Saturday, September 12, 2009

In short: Haunted (1976?/1979?/1982?)

In the 1860s, the Native American sorceress Abanaki (Ann Michelle) is killed for no good reason in the traditional way all frontier communities dealt with their witches, namely by being tied naked to horse and left in the desert. Abanaki of course curses her killers and their descendants.

About a hundred years later, the small Western town where all this happened has turned into a ghost town. Only two young men, their psychosomatically blind and depressed mother (Virginia Mayo) and their uncle (Aldo Ray), who is madly in love with mum, still live there, and Patrick, the older brother, is not planning on staying much longer. Tomorrow, he'll pack up his mum and get her into a sanatorium, and he and his brother aren't going to stay in town after that.

A woman named Jennifer Baines (Ann Michelle) gets stuck in the ghost town. Is she Abanaki reincarnated come to take vengeance? People discuss reincarnation. A pay phone is installed in the graveyard next to the ghost town. People talk melodramatically. Virginia Mayo out-melodramatizes everyone else. Patrick has sex with Jennifer, leading to more melodramatic and kitchen philosophical talk and some fine analysis of gayness. Aldo Ray goes mad! (He has probably heard the film's music). Dark secrets are sort of unveiled. There are pay-phone calls from beyond. Ballads play. Aldo Ray burns.

Haunted is yet another of the mighty peculiar films the great years of American local independent filmmaking have brought us.

I must admit that I have not much of a clue what director/writer Michael A. DeGaetano intended to do here. Is it an homage to classic Hollywood melodrama that accidentally got mixed up with a horror film? A parody? An early example of post-modern filmmaking? An arthouse film about memory that is betrayed by the incompetence of its actors?
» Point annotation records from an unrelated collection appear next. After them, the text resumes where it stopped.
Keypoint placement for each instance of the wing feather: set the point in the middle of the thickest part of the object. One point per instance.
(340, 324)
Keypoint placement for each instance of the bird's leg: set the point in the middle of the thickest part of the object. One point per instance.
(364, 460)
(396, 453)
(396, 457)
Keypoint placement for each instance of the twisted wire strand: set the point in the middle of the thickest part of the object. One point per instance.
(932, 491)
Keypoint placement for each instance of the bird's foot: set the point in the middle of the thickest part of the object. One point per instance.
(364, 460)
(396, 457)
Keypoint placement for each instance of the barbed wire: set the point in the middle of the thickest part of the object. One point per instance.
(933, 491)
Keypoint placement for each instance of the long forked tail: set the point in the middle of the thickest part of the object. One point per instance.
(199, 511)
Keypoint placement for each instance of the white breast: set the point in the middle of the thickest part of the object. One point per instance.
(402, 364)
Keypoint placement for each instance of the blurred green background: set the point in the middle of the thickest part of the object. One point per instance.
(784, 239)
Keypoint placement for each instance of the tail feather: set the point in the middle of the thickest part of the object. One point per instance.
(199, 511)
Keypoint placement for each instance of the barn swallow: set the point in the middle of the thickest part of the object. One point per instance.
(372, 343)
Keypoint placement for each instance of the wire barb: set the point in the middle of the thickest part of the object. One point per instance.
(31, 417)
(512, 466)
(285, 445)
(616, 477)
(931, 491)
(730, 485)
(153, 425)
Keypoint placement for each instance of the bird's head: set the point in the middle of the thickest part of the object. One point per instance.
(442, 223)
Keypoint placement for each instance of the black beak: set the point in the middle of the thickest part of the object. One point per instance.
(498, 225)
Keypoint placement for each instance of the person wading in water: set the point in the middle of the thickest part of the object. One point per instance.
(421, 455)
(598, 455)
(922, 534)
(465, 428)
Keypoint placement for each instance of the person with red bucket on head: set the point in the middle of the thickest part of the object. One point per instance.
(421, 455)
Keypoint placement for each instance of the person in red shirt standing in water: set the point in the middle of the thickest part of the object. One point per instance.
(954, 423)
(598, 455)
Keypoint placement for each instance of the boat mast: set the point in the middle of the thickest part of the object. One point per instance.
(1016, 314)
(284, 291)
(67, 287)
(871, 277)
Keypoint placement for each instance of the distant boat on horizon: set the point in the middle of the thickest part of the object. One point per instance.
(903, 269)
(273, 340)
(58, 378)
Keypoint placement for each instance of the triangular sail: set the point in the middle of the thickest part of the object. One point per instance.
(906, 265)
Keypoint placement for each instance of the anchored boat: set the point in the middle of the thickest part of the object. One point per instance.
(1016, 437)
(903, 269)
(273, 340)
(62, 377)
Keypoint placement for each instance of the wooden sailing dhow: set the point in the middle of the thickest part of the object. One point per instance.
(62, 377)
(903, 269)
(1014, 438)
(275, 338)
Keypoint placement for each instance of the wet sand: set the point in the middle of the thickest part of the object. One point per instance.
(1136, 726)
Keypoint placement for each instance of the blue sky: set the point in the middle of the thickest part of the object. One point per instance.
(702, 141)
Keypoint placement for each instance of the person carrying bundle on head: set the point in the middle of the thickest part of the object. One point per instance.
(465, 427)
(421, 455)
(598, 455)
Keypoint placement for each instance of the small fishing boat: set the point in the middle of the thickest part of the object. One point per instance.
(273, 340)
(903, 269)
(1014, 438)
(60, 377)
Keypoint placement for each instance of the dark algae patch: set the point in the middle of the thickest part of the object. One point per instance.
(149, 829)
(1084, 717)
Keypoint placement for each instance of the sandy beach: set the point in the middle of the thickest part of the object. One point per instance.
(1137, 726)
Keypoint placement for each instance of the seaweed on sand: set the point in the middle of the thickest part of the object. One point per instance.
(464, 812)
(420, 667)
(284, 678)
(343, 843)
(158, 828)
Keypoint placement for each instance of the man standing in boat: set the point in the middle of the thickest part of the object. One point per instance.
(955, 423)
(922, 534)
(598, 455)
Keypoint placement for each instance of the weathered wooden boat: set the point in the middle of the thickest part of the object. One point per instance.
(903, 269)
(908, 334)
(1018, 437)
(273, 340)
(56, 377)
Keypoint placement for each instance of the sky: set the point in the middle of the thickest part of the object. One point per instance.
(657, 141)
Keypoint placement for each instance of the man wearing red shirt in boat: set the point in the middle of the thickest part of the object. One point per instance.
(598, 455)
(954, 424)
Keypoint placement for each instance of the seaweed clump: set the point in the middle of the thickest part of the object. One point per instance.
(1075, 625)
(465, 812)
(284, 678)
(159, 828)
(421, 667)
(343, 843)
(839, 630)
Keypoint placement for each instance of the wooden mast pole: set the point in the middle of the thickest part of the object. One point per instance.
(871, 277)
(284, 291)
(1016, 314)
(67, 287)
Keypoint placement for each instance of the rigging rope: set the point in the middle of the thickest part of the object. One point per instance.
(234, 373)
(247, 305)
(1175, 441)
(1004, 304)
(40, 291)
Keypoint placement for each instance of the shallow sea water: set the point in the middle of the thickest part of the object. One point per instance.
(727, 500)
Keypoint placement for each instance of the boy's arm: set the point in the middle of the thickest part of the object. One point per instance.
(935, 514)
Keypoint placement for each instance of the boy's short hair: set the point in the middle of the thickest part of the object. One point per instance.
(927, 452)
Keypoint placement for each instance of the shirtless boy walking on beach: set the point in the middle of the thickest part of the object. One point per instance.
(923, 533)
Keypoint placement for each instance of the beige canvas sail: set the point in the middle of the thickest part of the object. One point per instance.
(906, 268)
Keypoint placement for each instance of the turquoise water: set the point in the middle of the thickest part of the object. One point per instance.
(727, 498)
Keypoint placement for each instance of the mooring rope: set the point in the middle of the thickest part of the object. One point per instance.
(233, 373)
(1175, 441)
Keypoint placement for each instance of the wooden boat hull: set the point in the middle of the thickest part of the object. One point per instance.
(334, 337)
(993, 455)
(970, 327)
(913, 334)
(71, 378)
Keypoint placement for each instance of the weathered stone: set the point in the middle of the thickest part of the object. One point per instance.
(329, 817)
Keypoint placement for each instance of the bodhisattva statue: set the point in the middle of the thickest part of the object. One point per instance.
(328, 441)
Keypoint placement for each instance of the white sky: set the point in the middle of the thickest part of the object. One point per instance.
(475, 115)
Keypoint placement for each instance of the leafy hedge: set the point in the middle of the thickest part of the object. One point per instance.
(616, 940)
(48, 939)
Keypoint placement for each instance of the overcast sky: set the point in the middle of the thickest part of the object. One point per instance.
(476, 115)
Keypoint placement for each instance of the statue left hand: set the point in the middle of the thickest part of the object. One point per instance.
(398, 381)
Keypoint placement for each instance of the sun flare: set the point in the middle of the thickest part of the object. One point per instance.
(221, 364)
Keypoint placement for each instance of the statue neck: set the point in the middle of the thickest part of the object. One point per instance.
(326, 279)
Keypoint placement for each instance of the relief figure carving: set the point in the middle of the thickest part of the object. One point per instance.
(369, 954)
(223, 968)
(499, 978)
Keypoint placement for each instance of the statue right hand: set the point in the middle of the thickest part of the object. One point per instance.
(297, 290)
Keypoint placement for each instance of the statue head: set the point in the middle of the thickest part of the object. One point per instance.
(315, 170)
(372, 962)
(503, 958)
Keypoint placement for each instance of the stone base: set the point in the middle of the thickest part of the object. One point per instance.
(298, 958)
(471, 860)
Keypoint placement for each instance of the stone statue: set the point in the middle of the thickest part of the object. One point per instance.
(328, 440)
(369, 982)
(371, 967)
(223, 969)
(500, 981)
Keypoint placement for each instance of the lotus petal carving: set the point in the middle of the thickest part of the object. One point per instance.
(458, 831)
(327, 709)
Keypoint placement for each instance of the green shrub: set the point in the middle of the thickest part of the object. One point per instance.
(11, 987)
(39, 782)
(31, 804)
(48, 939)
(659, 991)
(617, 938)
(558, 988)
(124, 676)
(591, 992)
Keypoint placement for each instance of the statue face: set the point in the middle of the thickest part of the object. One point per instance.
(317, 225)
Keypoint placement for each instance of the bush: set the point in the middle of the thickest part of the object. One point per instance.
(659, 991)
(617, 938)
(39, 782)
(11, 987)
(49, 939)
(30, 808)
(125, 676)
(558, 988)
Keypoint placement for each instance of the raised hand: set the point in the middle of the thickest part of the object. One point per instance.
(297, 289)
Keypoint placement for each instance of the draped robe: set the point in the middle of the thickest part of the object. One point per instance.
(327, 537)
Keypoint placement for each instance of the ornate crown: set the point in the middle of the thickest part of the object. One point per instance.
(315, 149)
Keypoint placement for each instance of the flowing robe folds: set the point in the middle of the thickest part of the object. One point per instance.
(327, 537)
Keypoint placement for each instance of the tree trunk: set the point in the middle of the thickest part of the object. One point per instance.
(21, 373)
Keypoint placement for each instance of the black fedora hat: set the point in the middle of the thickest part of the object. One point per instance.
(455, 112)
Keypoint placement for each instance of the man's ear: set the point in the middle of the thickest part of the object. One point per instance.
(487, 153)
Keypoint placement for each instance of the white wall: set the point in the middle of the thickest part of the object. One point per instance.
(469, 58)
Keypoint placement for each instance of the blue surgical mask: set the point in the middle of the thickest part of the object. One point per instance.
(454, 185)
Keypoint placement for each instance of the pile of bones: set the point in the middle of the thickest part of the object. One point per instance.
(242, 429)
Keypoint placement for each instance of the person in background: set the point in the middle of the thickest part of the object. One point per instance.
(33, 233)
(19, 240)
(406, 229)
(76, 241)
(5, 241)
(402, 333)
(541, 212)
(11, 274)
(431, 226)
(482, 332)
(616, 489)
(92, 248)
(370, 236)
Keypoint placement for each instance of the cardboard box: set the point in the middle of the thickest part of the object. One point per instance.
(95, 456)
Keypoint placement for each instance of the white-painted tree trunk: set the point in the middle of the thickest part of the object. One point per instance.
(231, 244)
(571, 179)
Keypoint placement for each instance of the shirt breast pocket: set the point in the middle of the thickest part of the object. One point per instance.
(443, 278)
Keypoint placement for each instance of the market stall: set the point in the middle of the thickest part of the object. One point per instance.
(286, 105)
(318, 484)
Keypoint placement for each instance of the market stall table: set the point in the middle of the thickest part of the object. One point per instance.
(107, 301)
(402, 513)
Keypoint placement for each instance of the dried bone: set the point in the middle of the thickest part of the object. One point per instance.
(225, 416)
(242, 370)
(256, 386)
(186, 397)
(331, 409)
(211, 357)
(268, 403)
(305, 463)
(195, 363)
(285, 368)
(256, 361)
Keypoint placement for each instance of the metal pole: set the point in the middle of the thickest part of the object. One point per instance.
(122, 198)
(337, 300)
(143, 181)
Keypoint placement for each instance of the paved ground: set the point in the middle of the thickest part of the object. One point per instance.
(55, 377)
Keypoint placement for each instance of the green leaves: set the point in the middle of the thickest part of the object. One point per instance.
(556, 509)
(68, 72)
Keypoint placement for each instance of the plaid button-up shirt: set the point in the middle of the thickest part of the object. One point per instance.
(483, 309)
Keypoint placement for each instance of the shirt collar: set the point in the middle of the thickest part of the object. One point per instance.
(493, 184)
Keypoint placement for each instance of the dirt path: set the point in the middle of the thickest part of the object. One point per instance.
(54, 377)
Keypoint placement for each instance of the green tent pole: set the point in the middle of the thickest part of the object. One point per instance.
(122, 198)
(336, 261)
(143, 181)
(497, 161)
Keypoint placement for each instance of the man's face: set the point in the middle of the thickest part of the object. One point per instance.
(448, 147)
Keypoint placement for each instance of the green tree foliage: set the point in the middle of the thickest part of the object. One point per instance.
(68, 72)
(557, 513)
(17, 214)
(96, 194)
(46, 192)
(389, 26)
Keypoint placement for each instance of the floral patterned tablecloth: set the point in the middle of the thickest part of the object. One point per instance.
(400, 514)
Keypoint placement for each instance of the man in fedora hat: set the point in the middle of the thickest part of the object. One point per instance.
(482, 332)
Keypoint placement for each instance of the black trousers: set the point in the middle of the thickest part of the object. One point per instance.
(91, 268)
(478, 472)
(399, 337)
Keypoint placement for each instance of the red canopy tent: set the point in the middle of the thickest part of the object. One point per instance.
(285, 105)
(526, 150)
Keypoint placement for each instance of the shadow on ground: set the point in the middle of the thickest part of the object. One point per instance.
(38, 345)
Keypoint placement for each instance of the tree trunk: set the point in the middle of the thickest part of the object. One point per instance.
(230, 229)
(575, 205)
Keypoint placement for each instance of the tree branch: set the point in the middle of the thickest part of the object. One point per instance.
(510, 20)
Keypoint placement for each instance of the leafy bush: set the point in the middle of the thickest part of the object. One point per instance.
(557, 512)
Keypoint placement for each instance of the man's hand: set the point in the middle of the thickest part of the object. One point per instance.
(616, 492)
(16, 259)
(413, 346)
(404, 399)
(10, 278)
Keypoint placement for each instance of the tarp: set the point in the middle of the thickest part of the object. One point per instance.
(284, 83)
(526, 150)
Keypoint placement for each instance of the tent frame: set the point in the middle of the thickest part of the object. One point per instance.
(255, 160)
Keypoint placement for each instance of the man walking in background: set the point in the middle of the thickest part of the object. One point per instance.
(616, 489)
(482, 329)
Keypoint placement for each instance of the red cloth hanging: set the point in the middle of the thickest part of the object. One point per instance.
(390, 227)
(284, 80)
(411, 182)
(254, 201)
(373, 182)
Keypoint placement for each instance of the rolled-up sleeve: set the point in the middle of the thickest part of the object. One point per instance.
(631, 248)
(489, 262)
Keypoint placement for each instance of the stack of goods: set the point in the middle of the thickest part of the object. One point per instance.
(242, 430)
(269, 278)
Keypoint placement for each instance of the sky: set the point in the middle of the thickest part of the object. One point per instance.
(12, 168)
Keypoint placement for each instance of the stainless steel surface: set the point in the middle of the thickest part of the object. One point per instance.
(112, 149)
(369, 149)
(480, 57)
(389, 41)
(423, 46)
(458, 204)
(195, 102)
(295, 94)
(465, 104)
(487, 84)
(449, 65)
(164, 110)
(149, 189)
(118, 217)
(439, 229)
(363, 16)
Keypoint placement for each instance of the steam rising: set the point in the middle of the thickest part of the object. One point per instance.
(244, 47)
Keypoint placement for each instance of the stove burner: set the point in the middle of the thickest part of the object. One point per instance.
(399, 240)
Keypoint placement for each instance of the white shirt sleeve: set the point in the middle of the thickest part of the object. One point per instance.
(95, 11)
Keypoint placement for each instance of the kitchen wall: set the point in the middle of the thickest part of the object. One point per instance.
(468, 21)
I certainly don't know, and I am also less than sure that DeGaetano knew what he was doing.

I find Haunted quite a bit more difficult to like than many of its brethren in spirit, in part probably because the classic era of the Hollywood melodrama is not as evocative for me as it seems to be for DeGaetano. On the other hand, however, I find it equally difficult to agree with the handful of reviews of the film which call it things like "a pile of crap". Haunted is just much too careful, confusing and confused to run under the trash label. The film also completely lacks in the hack and slash mundanity that is often used to hide a lack in imagination in horror films.

Still, Haunted is more a mystery than a film, a riddle instead of a coherent narrative - if you want to call it a narrative at all. As such, it's the sort of movie many a viewer will find boring or just plain annoying. With this one, I honestly can't blame anyone not being interested in. I'll probably have to watch it another dozen times or so before I know what I truly make of it.